An inquiry into two care homes in Devon for adults with learning difficulties has found that residents at Vielstone and Gatooma were routinely punished. Thirteen people have been convicted as part of the inquiry.
The inquiry found that that the residents at Vielstone were held in the rooms known as the “garden room” or the “quiet room,” without heating, food or a toilet. They were often locked in the rooms overnight. There were more than 1,000 incidents where the residents were left in the rooms without any furniture or a television. The abuse was “organised and systemic.”
Jolyon Marshall who was the manager of Vielstone at the time of the abuse was jailed for 28 months. Twelve other staff members were also convicted at Bristol Crown Court. One of these included Marshall’s wife.
Prosecutor Andrew Langdon QC said, “Staff tried to correct residents’ behaviour as if they would train an animal.
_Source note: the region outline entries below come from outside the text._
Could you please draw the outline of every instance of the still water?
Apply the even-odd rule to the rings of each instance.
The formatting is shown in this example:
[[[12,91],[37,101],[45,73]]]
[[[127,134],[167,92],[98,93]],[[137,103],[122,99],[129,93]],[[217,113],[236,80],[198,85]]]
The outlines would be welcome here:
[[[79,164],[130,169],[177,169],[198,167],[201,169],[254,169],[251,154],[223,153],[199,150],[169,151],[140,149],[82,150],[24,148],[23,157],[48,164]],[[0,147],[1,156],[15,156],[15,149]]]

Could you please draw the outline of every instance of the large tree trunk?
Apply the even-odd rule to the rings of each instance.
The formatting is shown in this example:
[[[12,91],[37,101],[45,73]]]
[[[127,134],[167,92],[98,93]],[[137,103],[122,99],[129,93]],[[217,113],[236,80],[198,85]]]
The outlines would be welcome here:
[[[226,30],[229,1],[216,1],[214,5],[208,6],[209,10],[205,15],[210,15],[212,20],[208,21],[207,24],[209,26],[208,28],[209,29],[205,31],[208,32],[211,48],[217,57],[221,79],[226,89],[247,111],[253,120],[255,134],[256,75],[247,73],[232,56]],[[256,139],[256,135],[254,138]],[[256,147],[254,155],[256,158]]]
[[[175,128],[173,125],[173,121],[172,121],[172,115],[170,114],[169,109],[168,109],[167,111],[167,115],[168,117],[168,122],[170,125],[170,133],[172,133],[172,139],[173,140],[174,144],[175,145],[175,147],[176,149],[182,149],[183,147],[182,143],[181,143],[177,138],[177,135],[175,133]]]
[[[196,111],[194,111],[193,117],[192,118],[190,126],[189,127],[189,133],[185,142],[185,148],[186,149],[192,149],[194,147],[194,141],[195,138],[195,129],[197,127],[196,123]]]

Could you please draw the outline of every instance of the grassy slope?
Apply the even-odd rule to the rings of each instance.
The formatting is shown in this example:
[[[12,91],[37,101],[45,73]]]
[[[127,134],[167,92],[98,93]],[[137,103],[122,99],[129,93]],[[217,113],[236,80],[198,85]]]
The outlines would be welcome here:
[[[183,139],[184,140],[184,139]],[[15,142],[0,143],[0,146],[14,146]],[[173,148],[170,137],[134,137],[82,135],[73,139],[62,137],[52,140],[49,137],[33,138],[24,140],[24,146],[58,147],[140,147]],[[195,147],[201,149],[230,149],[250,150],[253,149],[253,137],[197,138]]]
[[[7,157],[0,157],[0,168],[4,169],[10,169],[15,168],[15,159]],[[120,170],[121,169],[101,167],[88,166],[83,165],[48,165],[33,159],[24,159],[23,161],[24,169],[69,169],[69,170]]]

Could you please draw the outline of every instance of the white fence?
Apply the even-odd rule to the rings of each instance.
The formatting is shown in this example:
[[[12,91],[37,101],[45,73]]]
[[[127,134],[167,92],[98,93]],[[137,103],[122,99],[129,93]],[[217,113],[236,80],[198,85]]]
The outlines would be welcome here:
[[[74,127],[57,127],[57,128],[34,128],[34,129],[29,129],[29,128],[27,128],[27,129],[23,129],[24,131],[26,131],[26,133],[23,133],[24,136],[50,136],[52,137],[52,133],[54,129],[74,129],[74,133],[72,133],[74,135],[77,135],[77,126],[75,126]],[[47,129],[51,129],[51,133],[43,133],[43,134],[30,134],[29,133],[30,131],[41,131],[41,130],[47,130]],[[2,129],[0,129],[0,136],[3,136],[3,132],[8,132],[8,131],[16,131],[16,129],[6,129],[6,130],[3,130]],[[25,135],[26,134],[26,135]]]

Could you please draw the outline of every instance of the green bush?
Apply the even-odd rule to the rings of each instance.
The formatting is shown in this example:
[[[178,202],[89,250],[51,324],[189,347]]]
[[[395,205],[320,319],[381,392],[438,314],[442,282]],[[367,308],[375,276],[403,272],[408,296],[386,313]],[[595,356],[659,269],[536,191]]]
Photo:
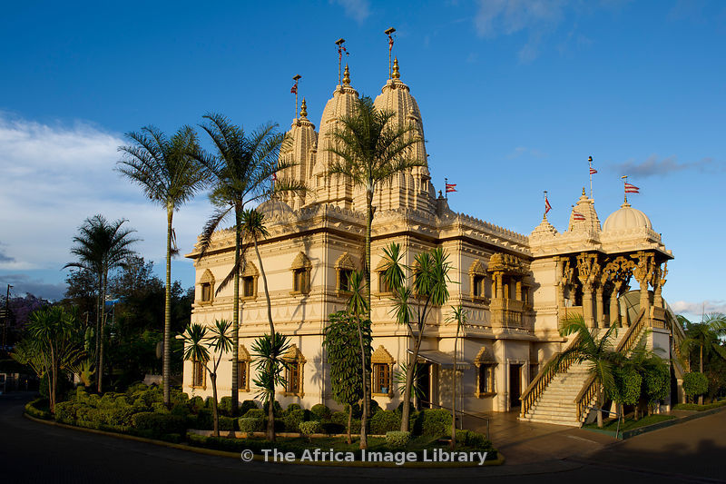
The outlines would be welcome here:
[[[252,409],[259,409],[259,408],[260,407],[257,406],[257,402],[255,400],[246,400],[242,402],[241,406],[240,407],[240,414],[244,415]]]
[[[55,404],[56,413],[58,412],[58,405],[60,405],[60,403]],[[31,417],[34,417],[35,419],[41,419],[44,420],[53,420],[53,413],[51,413],[51,410],[48,408],[47,399],[41,398],[34,400],[33,401],[29,401],[25,405],[25,413]]]
[[[406,449],[410,440],[411,432],[402,432],[400,430],[386,432],[386,446],[390,449],[402,450]]]
[[[300,422],[305,421],[305,410],[301,409],[288,412],[282,419],[285,421],[285,430],[289,432],[299,432]]]
[[[267,414],[265,414],[265,410],[262,409],[250,409],[242,414],[242,417],[247,417],[250,419],[264,419],[267,417]]]
[[[709,390],[709,380],[703,373],[692,371],[683,374],[683,393],[689,397],[702,395]]]
[[[132,417],[132,425],[139,430],[148,430],[154,438],[165,434],[186,434],[186,419],[171,414],[155,412],[136,413]]]
[[[334,411],[330,415],[330,421],[342,426],[348,426],[348,412]]]
[[[299,427],[300,433],[306,437],[309,437],[314,433],[322,433],[323,431],[322,425],[320,425],[320,422],[318,420],[300,422]]]
[[[401,416],[393,410],[378,410],[370,419],[370,433],[386,435],[401,428]]]
[[[222,415],[226,415],[227,417],[232,416],[232,398],[231,397],[222,397],[220,400],[220,403],[217,406],[217,410],[220,410],[220,413]]]
[[[327,406],[323,405],[322,403],[319,403],[312,406],[310,409],[310,413],[312,413],[313,419],[323,422],[329,421],[333,412],[331,412],[330,409],[329,409]]]
[[[451,413],[448,410],[425,409],[415,419],[413,428],[417,435],[443,437],[451,432]]]
[[[241,432],[261,432],[264,427],[262,419],[240,417],[237,422]]]
[[[290,413],[291,411],[301,410],[302,410],[302,407],[300,407],[297,403],[290,403],[289,405],[288,405],[288,409],[285,410],[285,412],[286,413]]]

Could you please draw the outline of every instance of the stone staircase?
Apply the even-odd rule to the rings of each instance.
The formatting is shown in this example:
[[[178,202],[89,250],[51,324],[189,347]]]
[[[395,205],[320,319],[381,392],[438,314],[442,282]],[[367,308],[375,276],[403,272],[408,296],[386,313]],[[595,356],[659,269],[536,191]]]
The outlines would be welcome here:
[[[613,338],[613,347],[617,347],[625,336],[626,328],[618,331]],[[542,392],[539,399],[531,408],[522,415],[519,420],[531,422],[554,423],[580,427],[583,424],[587,410],[583,415],[577,415],[575,399],[585,383],[590,380],[587,361],[572,363],[564,371],[558,371]],[[587,401],[589,408],[595,404],[595,398]]]

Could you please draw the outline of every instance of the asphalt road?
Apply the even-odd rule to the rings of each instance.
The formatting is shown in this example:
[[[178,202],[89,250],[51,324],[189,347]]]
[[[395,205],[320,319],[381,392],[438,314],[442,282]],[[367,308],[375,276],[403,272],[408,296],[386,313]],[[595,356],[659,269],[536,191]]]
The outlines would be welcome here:
[[[726,482],[726,411],[527,464],[469,469],[323,468],[209,456],[37,423],[30,395],[0,396],[0,482]],[[566,436],[564,438],[567,438]],[[510,451],[515,451],[511,449]],[[546,449],[543,449],[546,454]]]

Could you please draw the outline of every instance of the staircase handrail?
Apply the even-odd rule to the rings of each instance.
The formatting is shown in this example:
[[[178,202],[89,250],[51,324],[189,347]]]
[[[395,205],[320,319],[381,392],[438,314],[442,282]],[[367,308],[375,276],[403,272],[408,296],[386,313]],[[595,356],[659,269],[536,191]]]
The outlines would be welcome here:
[[[579,336],[574,338],[567,347],[569,348],[573,344],[575,344],[575,341],[577,341],[579,339]],[[542,396],[542,392],[544,391],[544,389],[546,389],[547,385],[550,384],[550,381],[552,381],[552,379],[554,378],[554,375],[560,371],[565,371],[568,368],[570,368],[570,365],[572,365],[573,361],[574,361],[574,356],[561,359],[562,354],[563,351],[557,351],[556,353],[553,354],[544,363],[544,367],[542,369],[542,370],[535,377],[535,380],[533,380],[532,382],[527,385],[527,388],[525,389],[525,391],[522,392],[522,396],[519,397],[519,400],[522,402],[522,417],[526,415],[535,402],[539,400],[539,398]],[[557,364],[558,362],[559,364]]]
[[[627,353],[637,342],[638,337],[640,336],[641,331],[648,321],[648,319],[645,317],[645,308],[640,311],[638,317],[635,319],[635,322],[630,325],[628,331],[625,332],[625,336],[623,336],[623,340],[621,340],[617,347],[615,347],[616,352]],[[583,417],[583,413],[590,405],[590,402],[595,397],[599,390],[600,381],[597,380],[595,375],[591,375],[590,378],[588,378],[584,382],[584,385],[583,385],[583,389],[574,398],[576,412],[575,418],[577,419],[577,421],[580,421],[580,419]]]

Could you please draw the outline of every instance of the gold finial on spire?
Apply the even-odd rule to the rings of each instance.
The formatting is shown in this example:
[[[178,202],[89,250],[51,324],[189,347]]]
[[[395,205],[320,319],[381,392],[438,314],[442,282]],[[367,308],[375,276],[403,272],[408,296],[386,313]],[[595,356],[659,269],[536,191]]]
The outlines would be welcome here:
[[[348,64],[346,64],[346,70],[343,71],[343,84],[350,85],[350,71],[348,69]]]
[[[396,57],[393,61],[393,74],[391,74],[391,78],[393,79],[400,79],[401,73],[398,72],[398,57]]]

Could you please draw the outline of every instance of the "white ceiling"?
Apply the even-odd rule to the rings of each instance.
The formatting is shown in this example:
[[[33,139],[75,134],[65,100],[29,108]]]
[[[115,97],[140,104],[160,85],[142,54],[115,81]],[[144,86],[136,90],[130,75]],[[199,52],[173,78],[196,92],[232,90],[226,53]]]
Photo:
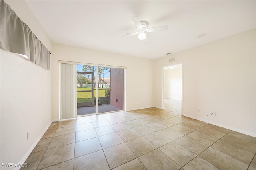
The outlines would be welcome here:
[[[255,28],[256,2],[26,1],[54,43],[152,59]],[[147,44],[120,38],[136,31],[132,16],[169,29]]]

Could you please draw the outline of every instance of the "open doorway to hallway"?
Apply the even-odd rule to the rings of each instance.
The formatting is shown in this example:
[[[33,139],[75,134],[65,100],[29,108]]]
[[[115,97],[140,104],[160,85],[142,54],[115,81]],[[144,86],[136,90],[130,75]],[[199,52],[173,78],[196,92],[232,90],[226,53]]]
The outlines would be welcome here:
[[[163,108],[182,113],[182,64],[164,68]]]

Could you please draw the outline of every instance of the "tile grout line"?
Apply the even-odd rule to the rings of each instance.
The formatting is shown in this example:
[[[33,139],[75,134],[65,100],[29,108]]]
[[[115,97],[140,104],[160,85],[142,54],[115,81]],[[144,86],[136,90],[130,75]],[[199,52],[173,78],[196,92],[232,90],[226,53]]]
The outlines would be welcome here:
[[[253,156],[253,158],[252,158],[252,160],[251,161],[251,162],[250,162],[250,164],[249,165],[249,166],[248,166],[248,168],[247,168],[247,170],[248,170],[248,169],[249,169],[249,168],[250,168],[250,167],[251,166],[251,164],[252,164],[252,161],[253,160],[253,159],[254,159],[254,158],[255,158],[256,157],[256,153],[255,153],[254,154],[254,156]],[[251,166],[253,167],[253,166]]]

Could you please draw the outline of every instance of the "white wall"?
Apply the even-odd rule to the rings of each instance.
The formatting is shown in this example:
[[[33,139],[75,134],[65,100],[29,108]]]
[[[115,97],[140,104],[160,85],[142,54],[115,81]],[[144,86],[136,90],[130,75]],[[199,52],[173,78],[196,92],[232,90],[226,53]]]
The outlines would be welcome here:
[[[153,61],[54,43],[51,65],[52,119],[58,119],[58,60],[127,67],[126,110],[153,107]]]
[[[255,31],[156,60],[155,82],[161,82],[162,66],[170,64],[169,58],[183,61],[183,115],[256,136]],[[159,108],[161,86],[156,83],[154,88]],[[216,117],[206,116],[214,111]]]
[[[50,39],[26,2],[6,2],[51,51]],[[1,163],[22,163],[51,123],[50,72],[17,54],[1,49],[0,55]]]
[[[181,64],[173,66],[173,69],[165,70],[164,97],[181,100],[182,70]]]

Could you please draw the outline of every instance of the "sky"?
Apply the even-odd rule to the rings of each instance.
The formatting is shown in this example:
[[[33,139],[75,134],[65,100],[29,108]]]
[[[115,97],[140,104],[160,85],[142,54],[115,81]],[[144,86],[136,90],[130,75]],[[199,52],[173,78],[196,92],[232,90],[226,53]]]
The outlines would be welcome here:
[[[83,71],[82,69],[84,66],[82,65],[76,65],[76,70],[77,71]],[[110,72],[108,72],[104,76],[104,77],[110,77]]]

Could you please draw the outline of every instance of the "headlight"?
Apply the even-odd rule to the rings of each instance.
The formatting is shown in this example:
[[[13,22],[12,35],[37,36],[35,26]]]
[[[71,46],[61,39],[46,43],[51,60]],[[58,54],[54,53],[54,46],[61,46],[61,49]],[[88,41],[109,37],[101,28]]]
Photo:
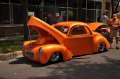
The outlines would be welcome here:
[[[39,54],[41,54],[42,53],[42,48],[40,48],[38,52],[39,52]]]

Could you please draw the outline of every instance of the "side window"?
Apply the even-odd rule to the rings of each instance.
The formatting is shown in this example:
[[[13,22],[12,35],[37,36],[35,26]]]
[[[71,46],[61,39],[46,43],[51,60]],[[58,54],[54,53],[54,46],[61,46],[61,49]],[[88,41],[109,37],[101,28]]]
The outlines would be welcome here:
[[[71,30],[71,35],[81,35],[81,34],[87,34],[86,29],[84,26],[74,26]]]

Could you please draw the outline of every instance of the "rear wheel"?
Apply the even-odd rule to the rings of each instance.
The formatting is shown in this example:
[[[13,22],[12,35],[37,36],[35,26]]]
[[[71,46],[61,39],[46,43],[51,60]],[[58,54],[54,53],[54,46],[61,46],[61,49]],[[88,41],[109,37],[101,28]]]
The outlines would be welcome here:
[[[55,52],[50,57],[51,63],[57,63],[62,59],[62,55],[59,52]]]
[[[106,45],[104,42],[100,43],[98,52],[104,52],[106,50]]]

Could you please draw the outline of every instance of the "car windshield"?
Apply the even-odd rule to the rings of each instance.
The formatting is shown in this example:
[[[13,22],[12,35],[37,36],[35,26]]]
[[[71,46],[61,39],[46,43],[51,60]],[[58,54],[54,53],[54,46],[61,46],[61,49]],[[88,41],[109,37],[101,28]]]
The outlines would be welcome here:
[[[55,26],[55,28],[64,34],[67,34],[69,30],[67,26]]]

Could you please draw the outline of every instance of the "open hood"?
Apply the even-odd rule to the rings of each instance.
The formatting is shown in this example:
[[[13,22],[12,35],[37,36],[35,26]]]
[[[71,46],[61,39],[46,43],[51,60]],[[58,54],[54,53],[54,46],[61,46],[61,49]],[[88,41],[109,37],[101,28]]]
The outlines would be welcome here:
[[[89,27],[91,30],[95,31],[97,28],[99,28],[101,25],[105,25],[104,23],[101,22],[93,22],[93,23],[88,23]]]
[[[35,16],[30,17],[27,25],[29,27],[32,27],[36,32],[38,32],[42,36],[45,36],[46,34],[49,33],[54,38],[56,38],[59,43],[63,43],[62,41],[66,37],[65,34],[61,33],[53,26],[47,24],[46,22],[42,21],[41,19],[38,19]]]

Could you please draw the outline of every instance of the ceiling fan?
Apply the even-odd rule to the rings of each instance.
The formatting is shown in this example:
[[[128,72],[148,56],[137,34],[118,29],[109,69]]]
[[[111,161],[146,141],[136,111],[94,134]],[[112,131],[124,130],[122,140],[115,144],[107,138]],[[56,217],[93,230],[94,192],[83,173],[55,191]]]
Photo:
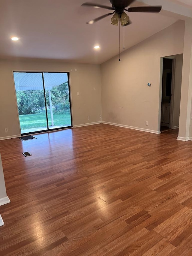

It was not a one-off but organised and systemic abuse of people with learning disabilities – vulnerable members of society who were residents in homes that were meant to care for them.”
One of the victims spent 195 sessions in the “quiet room”, including 13 overnight stays.
Andrea Sutcliffe, Chief Inspector of adult social care at the Care Quality Commission said that, “No-one should be subject to the degrading abuse people experienced and I am glad that the perpetrators have been recognised for the criminals they are.” She welcomed the sentences and further stated that, “The end of these trials is a chilling reminder that we must all remain vigilant and support and protect people in vulnerable circumstances who have every right to live their lives to the full, free from fear and treated with dignity and respect.”